The anger survives as well. He looks at Brown and Garner and sees echoes of not only his past, but the history of blacks in America. He’s seen race relations this way since the days of AmeriKKKa’s Most Wanted. It’s no different now, he says.
“It’s the same old song to me. I don’t say: Damn, in 2014, this is still happening?” Jackson says. “It’s power versus the powerless. We have been relegated to the bottom of the American totem pole since day one. And a lot of people want to keep us there. But we’re not going to stay there. That’s just the fight.”
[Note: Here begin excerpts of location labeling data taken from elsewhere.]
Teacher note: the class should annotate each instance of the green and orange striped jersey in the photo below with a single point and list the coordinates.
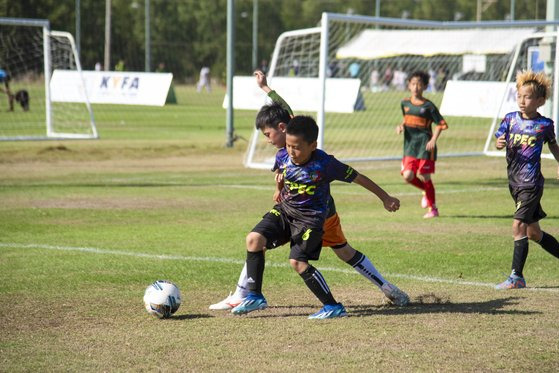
(417, 128)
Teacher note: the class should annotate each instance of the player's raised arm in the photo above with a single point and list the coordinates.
(554, 149)
(400, 128)
(390, 203)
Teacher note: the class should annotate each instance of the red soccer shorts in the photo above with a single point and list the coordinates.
(418, 166)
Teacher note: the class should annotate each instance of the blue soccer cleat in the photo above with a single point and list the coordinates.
(330, 311)
(252, 302)
(513, 282)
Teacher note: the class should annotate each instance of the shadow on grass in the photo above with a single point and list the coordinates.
(430, 303)
(506, 217)
(190, 316)
(423, 304)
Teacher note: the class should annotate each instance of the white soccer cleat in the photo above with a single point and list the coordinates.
(397, 296)
(227, 304)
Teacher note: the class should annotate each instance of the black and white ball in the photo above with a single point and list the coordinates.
(162, 299)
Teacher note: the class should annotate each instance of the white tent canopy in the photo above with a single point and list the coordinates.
(373, 44)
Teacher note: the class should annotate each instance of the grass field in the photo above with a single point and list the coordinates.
(85, 226)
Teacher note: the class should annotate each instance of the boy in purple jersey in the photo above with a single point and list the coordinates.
(523, 133)
(272, 120)
(300, 216)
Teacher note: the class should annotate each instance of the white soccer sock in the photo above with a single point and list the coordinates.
(368, 270)
(242, 285)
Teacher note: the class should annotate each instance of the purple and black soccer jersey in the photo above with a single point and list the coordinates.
(525, 139)
(306, 189)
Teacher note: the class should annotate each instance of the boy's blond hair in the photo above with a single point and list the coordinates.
(539, 82)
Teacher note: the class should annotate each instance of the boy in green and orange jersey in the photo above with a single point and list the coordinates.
(420, 141)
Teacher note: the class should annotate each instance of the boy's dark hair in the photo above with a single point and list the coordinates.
(422, 75)
(303, 126)
(22, 96)
(271, 115)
It’s a fight he could bow out of and no one would blame him. He’s left his mark, both on rap and racial discourse. At 45, Jackson is a senior statesman in what is firmly a young man’s game. In the wake of the Brown and Garner decisions, it’s been 20-somethings who have populated protests and pushed for direct action and civil disobedience. Jackson’s voice rises from the events of yesteryear. While his songs maintain their relevance today, his voice may not in a movement driven almost wholly by young people.
But it’s not in Jackson to leave something unsaid. He’s built his career on saying exactly what he wants—even when the music industry and media pushed against it—and he doesn’t plan on stopping now.
“I can easily…” Jackson says, and hesitates. “I’ve got a good life. I can just walk off into the sunset and tell everybody: I got mine, you get yours.”
“But that’s a sucker move,” he says. “To me, you always speak on what you think is the truth, no matter what the consequences are at the end. Because nothing matters but the truth.”